Postanowiłem trochę ruszyć się z domu. Trzeba rozprostować kości i rozpocząć sezon wyjazdowy. Pokręcę się tu i tam – zobaczymy, dokąd uda mi się dotrzeć i co zobaczyć. O postępach będę informował w miarę na bieżąco z miejsc, gdzie znajdę jakiś Internet. Całość powinna złożyć się na cykl krótkich i treściwych „opowieści smartfonowych”.
Na zdjęciu jeden z łuków skalnych na plaży Legzira, na atlantyckim wybrzeżu Maroka. Tam będę, ale jeszcze nie teraz – dopiero podczas listopadowej fotowyprawy do Maroka. Notabene program tego wyjazdu właśnie został zmieniony i pokrywa się z poprzednim tylko w Marrakeszu… Atrakcyjne szczegóły już niedługo na stronie Klubu Podróży Horyzonty, u naszych fotomistrzów Ewy i Piotra oraz oczywiście na okfoto.pl.

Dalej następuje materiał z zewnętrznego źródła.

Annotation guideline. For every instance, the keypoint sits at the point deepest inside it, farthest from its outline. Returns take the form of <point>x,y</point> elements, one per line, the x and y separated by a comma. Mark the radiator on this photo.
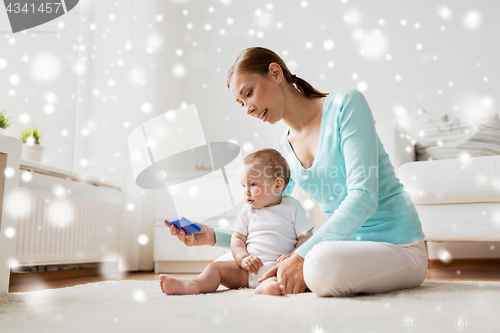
<point>62,219</point>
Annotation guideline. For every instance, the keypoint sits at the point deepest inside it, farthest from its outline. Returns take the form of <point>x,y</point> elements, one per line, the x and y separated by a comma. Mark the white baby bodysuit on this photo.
<point>271,231</point>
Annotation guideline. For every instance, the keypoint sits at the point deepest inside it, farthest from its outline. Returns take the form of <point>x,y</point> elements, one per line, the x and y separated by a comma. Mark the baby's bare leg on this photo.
<point>227,273</point>
<point>270,286</point>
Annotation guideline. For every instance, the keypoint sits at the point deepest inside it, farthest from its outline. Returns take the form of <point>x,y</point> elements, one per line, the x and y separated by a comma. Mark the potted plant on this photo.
<point>31,145</point>
<point>4,122</point>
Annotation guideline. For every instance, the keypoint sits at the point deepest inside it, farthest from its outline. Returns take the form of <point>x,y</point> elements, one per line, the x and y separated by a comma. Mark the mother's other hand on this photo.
<point>289,273</point>
<point>206,236</point>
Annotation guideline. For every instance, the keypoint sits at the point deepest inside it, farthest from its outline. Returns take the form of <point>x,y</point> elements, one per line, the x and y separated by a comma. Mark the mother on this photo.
<point>372,241</point>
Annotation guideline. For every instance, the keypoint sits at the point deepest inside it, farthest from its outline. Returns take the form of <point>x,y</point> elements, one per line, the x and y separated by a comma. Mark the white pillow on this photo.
<point>450,136</point>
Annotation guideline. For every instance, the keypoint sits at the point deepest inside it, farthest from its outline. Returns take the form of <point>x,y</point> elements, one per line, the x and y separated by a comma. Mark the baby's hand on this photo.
<point>283,257</point>
<point>251,264</point>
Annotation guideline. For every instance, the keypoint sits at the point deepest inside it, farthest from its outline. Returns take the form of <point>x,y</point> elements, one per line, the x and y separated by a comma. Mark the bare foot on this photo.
<point>270,287</point>
<point>172,286</point>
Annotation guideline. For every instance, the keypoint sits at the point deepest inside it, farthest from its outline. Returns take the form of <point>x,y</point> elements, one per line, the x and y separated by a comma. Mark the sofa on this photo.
<point>457,199</point>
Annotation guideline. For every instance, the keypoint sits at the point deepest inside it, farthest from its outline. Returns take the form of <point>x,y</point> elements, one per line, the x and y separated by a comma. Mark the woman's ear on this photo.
<point>276,72</point>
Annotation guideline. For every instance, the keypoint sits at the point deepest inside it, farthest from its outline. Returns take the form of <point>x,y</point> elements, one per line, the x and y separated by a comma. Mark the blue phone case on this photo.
<point>186,225</point>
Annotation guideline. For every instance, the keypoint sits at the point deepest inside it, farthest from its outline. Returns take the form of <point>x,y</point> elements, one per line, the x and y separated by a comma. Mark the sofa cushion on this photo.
<point>466,180</point>
<point>460,222</point>
<point>450,136</point>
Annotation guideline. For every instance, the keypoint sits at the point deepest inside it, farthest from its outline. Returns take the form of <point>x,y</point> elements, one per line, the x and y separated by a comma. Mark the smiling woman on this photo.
<point>259,83</point>
<point>372,241</point>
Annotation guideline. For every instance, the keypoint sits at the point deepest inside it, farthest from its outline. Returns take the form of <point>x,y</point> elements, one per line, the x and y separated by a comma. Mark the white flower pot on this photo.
<point>32,152</point>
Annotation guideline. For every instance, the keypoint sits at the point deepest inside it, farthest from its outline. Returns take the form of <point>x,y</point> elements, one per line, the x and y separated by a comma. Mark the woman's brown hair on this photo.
<point>257,60</point>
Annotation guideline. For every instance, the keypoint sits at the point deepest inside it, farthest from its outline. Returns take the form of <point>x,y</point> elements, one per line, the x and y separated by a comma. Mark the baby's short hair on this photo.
<point>270,159</point>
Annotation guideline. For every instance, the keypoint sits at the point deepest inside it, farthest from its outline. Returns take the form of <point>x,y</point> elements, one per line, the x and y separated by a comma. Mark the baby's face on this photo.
<point>259,187</point>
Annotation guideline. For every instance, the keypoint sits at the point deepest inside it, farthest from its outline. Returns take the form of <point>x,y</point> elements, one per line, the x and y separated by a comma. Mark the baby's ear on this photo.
<point>279,183</point>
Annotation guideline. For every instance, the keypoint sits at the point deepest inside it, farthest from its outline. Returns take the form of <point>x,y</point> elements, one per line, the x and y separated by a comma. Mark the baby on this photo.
<point>268,229</point>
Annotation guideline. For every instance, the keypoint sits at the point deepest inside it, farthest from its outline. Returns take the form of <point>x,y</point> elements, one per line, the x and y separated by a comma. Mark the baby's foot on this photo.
<point>173,286</point>
<point>270,287</point>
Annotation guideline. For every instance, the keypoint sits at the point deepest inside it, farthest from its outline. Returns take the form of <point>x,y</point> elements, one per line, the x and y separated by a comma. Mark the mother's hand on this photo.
<point>289,273</point>
<point>206,236</point>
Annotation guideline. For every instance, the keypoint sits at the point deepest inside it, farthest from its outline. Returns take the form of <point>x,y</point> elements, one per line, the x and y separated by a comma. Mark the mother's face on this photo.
<point>260,95</point>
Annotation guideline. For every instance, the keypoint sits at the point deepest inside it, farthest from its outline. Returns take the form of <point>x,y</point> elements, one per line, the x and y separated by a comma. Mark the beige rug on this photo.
<point>139,306</point>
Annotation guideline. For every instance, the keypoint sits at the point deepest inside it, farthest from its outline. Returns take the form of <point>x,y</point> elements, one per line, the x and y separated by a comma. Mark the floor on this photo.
<point>459,270</point>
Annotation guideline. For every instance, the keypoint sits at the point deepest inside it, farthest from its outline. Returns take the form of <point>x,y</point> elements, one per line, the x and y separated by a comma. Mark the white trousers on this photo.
<point>345,268</point>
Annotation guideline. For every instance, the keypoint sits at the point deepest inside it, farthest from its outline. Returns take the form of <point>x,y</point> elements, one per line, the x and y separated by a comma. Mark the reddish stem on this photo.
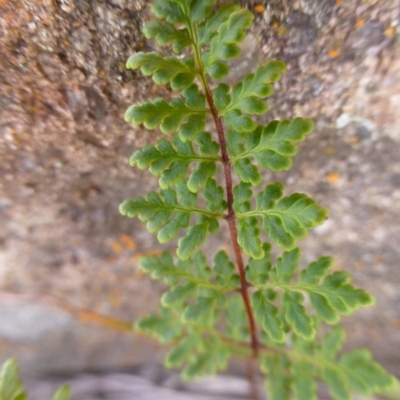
<point>232,221</point>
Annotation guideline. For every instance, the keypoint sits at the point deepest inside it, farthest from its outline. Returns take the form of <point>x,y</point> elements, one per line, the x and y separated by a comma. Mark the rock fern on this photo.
<point>281,317</point>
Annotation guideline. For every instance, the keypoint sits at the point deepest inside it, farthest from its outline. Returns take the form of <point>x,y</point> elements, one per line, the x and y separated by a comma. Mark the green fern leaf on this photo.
<point>249,237</point>
<point>212,356</point>
<point>342,296</point>
<point>214,196</point>
<point>224,45</point>
<point>180,73</point>
<point>170,116</point>
<point>331,343</point>
<point>165,326</point>
<point>203,172</point>
<point>209,28</point>
<point>237,327</point>
<point>196,236</point>
<point>203,310</point>
<point>169,10</point>
<point>286,266</point>
<point>316,271</point>
<point>63,393</point>
<point>266,314</point>
<point>179,294</point>
<point>223,268</point>
<point>296,314</point>
<point>257,271</point>
<point>10,385</point>
<point>169,211</point>
<point>337,383</point>
<point>164,33</point>
<point>277,382</point>
<point>246,95</point>
<point>200,10</point>
<point>172,161</point>
<point>288,220</point>
<point>274,146</point>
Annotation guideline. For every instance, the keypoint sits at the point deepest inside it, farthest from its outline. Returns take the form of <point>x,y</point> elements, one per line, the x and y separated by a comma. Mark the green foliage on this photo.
<point>214,310</point>
<point>11,387</point>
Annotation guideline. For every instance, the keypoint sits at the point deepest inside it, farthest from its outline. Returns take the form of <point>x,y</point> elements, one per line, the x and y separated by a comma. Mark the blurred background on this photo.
<point>64,151</point>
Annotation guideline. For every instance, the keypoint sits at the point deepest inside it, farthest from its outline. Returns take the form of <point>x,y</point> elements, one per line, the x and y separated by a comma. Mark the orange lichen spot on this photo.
<point>360,22</point>
<point>334,53</point>
<point>116,247</point>
<point>259,8</point>
<point>128,242</point>
<point>116,299</point>
<point>282,31</point>
<point>389,32</point>
<point>333,177</point>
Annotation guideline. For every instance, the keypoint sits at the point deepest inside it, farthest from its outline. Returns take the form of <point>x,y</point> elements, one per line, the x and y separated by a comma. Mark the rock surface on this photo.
<point>64,148</point>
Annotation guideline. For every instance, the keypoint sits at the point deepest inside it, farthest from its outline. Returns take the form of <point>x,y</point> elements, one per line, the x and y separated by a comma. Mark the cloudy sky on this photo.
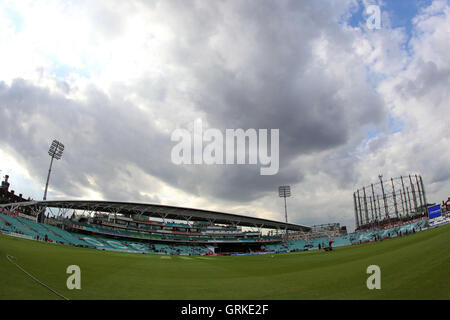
<point>113,79</point>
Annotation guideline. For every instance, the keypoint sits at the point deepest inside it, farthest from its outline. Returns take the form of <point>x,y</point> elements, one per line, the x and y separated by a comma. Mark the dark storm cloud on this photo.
<point>250,65</point>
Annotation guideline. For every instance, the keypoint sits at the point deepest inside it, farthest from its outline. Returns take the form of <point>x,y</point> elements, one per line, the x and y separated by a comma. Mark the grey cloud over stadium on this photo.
<point>289,65</point>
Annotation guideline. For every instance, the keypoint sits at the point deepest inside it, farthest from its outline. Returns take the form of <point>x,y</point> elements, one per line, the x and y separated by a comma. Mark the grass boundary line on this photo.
<point>10,258</point>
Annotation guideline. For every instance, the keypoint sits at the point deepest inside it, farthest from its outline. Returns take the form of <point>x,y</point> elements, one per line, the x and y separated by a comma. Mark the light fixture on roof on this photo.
<point>55,151</point>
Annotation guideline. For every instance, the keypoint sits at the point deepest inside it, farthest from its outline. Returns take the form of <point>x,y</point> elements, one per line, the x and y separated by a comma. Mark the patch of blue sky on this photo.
<point>401,13</point>
<point>395,124</point>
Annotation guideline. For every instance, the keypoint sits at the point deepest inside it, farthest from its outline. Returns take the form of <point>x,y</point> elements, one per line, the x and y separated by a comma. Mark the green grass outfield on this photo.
<point>416,266</point>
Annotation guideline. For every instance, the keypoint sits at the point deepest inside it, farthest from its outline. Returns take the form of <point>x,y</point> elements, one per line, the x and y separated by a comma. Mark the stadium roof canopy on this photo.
<point>159,211</point>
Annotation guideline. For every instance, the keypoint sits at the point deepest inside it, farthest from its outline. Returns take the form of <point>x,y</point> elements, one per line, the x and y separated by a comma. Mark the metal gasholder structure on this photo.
<point>389,200</point>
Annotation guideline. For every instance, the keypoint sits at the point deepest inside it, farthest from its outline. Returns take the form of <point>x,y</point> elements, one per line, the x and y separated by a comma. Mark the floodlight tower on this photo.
<point>284,192</point>
<point>55,151</point>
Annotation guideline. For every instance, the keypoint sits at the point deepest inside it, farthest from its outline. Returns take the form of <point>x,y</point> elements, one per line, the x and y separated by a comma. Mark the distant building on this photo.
<point>7,196</point>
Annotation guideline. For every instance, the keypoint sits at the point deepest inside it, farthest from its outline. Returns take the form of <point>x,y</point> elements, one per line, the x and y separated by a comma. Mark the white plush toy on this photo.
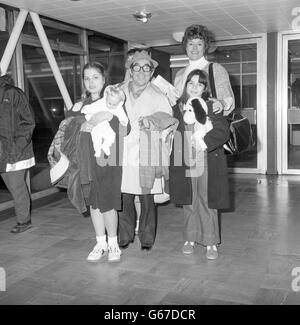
<point>195,112</point>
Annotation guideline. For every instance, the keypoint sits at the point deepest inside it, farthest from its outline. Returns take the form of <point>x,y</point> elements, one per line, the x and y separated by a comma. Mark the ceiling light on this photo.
<point>178,36</point>
<point>142,16</point>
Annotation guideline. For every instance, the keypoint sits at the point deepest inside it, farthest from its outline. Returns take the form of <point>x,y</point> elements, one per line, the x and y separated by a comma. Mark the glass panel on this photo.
<point>241,63</point>
<point>110,53</point>
<point>293,120</point>
<point>47,103</point>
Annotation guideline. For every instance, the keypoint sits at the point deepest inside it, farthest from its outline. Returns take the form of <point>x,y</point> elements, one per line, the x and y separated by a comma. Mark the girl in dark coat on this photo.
<point>198,166</point>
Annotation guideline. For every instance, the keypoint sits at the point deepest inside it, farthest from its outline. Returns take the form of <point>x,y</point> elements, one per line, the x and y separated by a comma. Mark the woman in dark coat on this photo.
<point>202,187</point>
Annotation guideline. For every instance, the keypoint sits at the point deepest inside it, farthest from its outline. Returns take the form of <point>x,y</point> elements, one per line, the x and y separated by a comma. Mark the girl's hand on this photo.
<point>217,105</point>
<point>100,117</point>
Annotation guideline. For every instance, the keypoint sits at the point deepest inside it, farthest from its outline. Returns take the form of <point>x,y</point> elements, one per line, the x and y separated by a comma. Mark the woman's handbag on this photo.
<point>241,137</point>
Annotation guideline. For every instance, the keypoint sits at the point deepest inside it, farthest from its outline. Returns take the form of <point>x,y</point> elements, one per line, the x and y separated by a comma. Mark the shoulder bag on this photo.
<point>241,137</point>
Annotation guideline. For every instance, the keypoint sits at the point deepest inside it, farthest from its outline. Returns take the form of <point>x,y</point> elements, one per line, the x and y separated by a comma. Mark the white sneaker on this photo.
<point>96,254</point>
<point>114,254</point>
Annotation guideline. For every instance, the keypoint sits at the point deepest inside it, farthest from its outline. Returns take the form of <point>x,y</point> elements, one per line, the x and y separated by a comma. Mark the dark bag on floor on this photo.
<point>241,137</point>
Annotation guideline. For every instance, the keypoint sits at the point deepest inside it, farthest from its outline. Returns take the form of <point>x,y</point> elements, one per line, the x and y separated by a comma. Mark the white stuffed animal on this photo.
<point>195,112</point>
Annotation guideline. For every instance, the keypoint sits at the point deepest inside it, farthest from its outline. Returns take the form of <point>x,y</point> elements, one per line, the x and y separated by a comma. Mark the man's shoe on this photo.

4 odpowiedzi na “Wuj Matt w podróży”
znaczy sie, że nie będzie Ergu Chebbi? 🙁 kurcze…
a ty dokąd podążasz teraz??
Ergu nie będzie ale będą miejsca, które go godnie zastąpią. Na przykład góry Antyatlas, które wyglądają jeszcze lepiej niż Atlas… Albo ta plaża Legzira – unikat na światową skalę. I będzie cysterna jak lochy zamkowe, i kolorowe kutry w porcie w Essaouirze. I nie tylko…
Na razie nie chcę zapeszać i nie piszę dokładnie. Będę informował tak szybko jak się da 🙂
Brak Ergu Chebbi to moja wina. Postawiłem stanowcze veto przeciwko zwiększaniu liczby kilometrów do przejechania o 1000.